In any case, you can easily find the accounts by searching for the tweeted texts. It's very unlikely that these are regular Twitter accounts. But I see little reason to think this is part of a camouflaged "CCP propaganda operation" to influence the US election. You need to at least make an attempt to masquerade as a "fellow American" to qualify as election interference, but many of these accounts have handles/names that are literally pinyin, or have Chinese profile pics, or regularly retweet/like tweets in Chinese.

It's also not clear to me just what claim the report is making. It says Spamouflage "is already pivoting to focus on [the election]". Then later it says "the bulk of the content appears aimed at creating a sense of dismay over the state of America without any clear partisan bent... These [the issues focused on] are not election-specific narratives and have been a significant feature of Spamouflage's content over several years." So Spamouflage is at once pivoting to focus on the election and mostly talking about issues that aren't election-specific; and it's at once trying to improperly influence the election outcome and doing so in a way 'without any clear partisan bent'...

Influencing an election can take the form of sowing confusion and apathy, instead of driving people to a specific candidate. This leads to people not voting or otherwise participating, which cedes the political landscape to the extremes, who then go on to destabilize the country. It can be done without broaching election-specific topics.
Here's a less immediately obvious, but still pretty damn obvious Russian troll account

https://twitter.com/blackintheempir

https://pbs.twimg.com/media/FtKeFiYWIAgQLfw.jpg

Hmm, I was inclined to agree with you at first based on the screenshot & the first 20 or so tweets I read, but he does appear to be a real American!
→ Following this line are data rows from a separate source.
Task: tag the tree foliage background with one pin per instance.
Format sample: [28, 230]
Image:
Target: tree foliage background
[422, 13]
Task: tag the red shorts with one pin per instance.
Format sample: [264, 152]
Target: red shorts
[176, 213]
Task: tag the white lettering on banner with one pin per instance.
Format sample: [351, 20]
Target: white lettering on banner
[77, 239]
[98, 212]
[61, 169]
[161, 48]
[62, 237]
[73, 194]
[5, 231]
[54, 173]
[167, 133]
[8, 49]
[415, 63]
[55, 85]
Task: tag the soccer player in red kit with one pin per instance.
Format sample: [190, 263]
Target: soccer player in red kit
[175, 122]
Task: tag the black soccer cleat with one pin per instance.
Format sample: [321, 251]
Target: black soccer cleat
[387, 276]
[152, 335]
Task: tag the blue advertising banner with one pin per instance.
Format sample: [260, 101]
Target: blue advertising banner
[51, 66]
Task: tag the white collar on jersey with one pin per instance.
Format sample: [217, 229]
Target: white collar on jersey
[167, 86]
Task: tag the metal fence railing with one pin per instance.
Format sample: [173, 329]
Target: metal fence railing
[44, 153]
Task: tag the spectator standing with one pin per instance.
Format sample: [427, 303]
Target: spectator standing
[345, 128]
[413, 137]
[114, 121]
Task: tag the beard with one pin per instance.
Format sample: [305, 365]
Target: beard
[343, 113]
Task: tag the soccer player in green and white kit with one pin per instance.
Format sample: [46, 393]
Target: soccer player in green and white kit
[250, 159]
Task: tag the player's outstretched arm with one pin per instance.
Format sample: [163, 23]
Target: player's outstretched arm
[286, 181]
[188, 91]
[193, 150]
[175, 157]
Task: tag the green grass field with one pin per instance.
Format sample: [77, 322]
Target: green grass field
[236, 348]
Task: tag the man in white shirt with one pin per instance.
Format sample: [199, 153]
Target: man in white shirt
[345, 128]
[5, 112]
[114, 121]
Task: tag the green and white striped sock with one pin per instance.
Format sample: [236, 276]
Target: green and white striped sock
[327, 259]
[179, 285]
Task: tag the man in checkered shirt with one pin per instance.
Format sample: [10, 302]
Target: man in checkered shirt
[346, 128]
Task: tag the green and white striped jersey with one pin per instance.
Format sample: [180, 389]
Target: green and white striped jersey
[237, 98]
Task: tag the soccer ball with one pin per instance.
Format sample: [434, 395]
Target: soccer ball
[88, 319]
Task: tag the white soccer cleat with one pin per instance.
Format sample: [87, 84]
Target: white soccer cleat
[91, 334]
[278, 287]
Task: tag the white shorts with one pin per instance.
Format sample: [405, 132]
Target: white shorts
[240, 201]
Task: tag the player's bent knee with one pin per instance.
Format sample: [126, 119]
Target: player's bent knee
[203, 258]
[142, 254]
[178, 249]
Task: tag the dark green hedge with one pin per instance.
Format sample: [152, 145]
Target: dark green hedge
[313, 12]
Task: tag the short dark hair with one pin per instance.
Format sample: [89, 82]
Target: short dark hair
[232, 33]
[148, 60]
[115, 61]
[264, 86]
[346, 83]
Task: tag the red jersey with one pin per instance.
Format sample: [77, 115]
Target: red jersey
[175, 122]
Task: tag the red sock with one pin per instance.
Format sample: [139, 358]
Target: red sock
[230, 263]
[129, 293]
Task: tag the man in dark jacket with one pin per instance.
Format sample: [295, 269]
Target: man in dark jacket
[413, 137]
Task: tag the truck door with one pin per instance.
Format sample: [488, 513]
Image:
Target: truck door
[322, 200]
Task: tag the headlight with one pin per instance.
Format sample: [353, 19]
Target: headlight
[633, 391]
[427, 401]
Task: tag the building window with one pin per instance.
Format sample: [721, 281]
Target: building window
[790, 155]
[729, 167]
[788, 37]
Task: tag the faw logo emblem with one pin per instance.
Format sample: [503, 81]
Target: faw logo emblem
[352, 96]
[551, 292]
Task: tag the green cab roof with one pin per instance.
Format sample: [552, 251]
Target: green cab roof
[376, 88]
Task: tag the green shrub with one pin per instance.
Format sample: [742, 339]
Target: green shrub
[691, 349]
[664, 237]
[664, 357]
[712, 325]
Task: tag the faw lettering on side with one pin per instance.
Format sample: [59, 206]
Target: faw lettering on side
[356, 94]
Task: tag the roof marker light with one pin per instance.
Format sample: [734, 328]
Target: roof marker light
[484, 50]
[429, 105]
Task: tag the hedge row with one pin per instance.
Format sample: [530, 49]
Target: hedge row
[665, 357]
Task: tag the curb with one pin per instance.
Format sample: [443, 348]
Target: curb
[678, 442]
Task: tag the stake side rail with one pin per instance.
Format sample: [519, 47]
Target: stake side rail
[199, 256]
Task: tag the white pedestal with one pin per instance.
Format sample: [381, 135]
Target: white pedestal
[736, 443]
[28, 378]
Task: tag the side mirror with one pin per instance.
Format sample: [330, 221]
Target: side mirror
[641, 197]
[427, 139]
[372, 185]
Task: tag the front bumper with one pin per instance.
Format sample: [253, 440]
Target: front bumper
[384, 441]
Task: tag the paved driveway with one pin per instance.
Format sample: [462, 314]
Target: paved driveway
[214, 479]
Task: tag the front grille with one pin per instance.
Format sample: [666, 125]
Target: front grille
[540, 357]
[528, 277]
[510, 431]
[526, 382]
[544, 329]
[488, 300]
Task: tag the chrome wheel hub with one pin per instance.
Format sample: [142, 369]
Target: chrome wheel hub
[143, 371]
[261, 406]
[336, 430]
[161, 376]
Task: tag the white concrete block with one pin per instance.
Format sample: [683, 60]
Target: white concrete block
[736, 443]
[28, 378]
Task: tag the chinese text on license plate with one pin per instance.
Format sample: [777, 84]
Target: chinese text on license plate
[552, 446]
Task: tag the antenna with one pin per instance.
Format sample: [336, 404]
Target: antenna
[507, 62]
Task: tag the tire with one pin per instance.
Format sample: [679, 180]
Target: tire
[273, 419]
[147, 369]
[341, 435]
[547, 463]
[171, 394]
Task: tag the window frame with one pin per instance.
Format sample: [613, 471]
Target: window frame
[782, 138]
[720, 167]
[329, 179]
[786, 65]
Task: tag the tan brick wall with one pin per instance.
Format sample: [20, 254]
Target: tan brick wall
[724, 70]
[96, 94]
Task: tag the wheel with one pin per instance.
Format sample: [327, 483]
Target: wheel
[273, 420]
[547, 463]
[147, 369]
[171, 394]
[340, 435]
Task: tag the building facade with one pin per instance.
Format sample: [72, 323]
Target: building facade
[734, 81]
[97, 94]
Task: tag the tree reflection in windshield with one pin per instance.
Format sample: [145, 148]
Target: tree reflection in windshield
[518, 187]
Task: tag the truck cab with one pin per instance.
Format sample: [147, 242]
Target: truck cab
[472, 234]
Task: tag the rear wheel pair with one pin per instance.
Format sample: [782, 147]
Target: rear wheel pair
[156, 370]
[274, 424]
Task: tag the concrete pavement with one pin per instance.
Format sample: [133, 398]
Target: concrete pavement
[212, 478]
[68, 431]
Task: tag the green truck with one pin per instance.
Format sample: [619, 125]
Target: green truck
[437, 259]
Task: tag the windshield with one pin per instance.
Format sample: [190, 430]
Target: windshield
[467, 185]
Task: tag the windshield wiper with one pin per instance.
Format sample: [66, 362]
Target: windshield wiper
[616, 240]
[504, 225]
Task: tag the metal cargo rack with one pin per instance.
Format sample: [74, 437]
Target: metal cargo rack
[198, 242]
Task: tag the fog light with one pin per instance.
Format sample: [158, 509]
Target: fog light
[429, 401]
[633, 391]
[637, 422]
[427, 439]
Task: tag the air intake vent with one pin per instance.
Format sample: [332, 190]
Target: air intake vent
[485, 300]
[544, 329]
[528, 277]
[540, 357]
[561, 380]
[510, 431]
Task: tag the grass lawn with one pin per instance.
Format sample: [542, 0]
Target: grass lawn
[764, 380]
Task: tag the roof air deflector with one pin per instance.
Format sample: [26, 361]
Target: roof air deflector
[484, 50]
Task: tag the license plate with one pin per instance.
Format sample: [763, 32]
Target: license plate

https://youtu.be/MNPiTsaH1ak?t=23

So Spamouflage is at once pivoting to focus on the election and mostly talking about issues that aren't election-specific; and it's at once trying to improperly influence the election outcome and doing so in a way 'without any clear partisan bent'...
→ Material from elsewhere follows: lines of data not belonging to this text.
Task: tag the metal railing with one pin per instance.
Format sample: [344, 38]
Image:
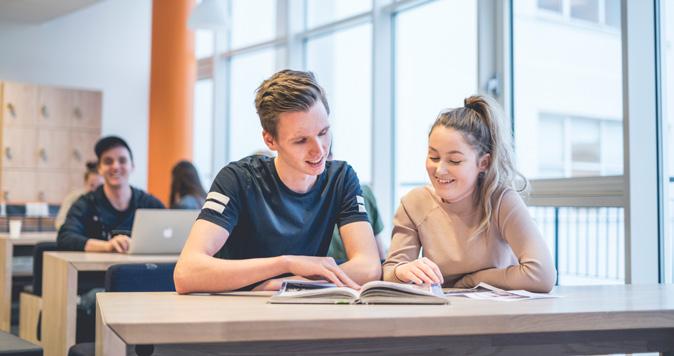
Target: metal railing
[587, 242]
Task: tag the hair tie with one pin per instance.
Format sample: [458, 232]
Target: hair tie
[472, 106]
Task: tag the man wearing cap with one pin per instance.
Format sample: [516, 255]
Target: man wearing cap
[100, 221]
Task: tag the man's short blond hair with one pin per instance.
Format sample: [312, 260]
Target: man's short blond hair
[287, 91]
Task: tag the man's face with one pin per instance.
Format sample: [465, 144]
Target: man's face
[94, 180]
[115, 166]
[302, 141]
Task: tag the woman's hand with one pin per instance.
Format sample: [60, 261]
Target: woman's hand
[419, 271]
[119, 243]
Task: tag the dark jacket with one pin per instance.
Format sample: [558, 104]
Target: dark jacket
[92, 216]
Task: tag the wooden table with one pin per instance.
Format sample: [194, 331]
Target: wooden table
[59, 291]
[587, 320]
[6, 256]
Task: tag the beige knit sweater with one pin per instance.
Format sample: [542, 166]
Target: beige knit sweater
[510, 255]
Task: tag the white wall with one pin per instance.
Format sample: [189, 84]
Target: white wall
[104, 47]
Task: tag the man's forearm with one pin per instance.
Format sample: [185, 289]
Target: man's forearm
[203, 273]
[362, 269]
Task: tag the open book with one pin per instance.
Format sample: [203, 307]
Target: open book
[375, 292]
[486, 291]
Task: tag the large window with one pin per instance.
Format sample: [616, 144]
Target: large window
[667, 85]
[339, 60]
[570, 71]
[252, 22]
[320, 12]
[389, 68]
[247, 72]
[432, 74]
[202, 140]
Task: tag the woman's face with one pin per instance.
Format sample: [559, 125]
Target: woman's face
[452, 164]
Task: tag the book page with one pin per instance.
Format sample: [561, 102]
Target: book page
[484, 291]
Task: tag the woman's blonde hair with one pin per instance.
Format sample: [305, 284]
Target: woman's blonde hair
[480, 121]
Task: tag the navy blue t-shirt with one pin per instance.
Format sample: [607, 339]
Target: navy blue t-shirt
[266, 219]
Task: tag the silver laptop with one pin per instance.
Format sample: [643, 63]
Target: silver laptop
[161, 231]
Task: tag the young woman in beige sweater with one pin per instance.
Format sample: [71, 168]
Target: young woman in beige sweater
[470, 224]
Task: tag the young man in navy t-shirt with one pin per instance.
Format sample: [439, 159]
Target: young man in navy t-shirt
[270, 218]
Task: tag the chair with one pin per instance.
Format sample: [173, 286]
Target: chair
[133, 277]
[30, 302]
[12, 345]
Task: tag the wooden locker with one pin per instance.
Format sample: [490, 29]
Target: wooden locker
[18, 186]
[19, 147]
[82, 148]
[53, 148]
[52, 186]
[19, 103]
[86, 109]
[53, 107]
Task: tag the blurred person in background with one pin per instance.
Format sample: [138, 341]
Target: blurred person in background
[186, 189]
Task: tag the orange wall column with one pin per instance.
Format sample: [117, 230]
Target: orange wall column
[172, 77]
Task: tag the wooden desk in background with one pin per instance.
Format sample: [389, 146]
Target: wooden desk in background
[59, 291]
[6, 257]
[587, 320]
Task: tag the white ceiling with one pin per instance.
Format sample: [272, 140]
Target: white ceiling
[38, 11]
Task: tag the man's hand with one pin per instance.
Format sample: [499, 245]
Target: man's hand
[419, 271]
[119, 243]
[319, 268]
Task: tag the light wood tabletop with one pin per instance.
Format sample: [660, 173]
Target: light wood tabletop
[585, 320]
[59, 291]
[7, 255]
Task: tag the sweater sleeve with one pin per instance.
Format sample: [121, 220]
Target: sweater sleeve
[71, 235]
[534, 270]
[405, 244]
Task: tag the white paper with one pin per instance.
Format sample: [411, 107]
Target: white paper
[484, 291]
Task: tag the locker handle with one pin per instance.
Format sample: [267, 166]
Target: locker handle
[77, 155]
[43, 154]
[11, 109]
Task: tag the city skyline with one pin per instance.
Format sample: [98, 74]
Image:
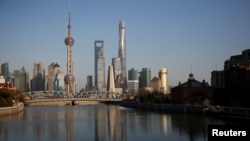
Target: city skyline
[171, 34]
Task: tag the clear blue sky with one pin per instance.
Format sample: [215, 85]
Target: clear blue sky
[175, 34]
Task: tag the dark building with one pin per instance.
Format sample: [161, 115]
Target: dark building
[192, 92]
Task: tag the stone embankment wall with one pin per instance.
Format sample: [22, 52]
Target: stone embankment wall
[59, 103]
[12, 110]
[162, 107]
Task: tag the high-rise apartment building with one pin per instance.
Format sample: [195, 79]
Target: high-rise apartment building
[38, 79]
[133, 74]
[5, 71]
[89, 86]
[122, 54]
[99, 65]
[27, 79]
[163, 75]
[156, 84]
[55, 80]
[145, 78]
[20, 80]
[111, 80]
[116, 63]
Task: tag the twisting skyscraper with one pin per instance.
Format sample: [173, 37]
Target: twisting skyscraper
[122, 54]
[99, 65]
[69, 78]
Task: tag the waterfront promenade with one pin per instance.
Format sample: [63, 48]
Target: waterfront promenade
[12, 110]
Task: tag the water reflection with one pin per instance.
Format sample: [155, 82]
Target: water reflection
[102, 123]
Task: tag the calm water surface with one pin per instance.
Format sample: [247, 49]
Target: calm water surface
[103, 123]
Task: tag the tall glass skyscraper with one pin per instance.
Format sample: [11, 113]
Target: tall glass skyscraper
[99, 65]
[116, 63]
[163, 75]
[38, 80]
[122, 53]
[145, 78]
[133, 74]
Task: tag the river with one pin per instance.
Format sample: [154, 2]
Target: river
[103, 123]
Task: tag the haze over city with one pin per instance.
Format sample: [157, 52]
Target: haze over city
[175, 34]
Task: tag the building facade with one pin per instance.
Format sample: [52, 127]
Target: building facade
[55, 79]
[122, 53]
[111, 80]
[133, 74]
[38, 79]
[145, 78]
[163, 75]
[156, 84]
[89, 85]
[20, 80]
[116, 62]
[133, 86]
[99, 65]
[192, 92]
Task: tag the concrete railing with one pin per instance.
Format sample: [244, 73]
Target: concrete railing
[11, 110]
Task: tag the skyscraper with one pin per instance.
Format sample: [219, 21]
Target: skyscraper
[122, 54]
[5, 70]
[133, 74]
[163, 75]
[145, 78]
[69, 78]
[20, 81]
[116, 62]
[111, 80]
[38, 80]
[89, 86]
[99, 65]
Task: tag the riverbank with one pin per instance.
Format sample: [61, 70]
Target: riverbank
[11, 110]
[61, 103]
[161, 107]
[219, 112]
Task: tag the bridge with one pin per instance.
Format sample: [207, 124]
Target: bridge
[63, 97]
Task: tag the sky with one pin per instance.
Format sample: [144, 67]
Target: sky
[182, 35]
People are easily influenced by messaging. Today it is easy to create targeted messaging. A state actor could send messages to Republicans that are different than the ones sent to Democrats. In this way it is correct that the actor has no partisan bent. They just want to sow confusion, doubt, misinformation.

One can imagine that it is possible to influence an election without using election specific issues. If, for instance, welfare reform is not an issue in an election but talking about it in a way to create fear and anger can influence an electorate’s desires. I believe that if the CCP is actively engaged in an information war against Americans that they could do so in ways that, on the surface, would appear to be ineffective.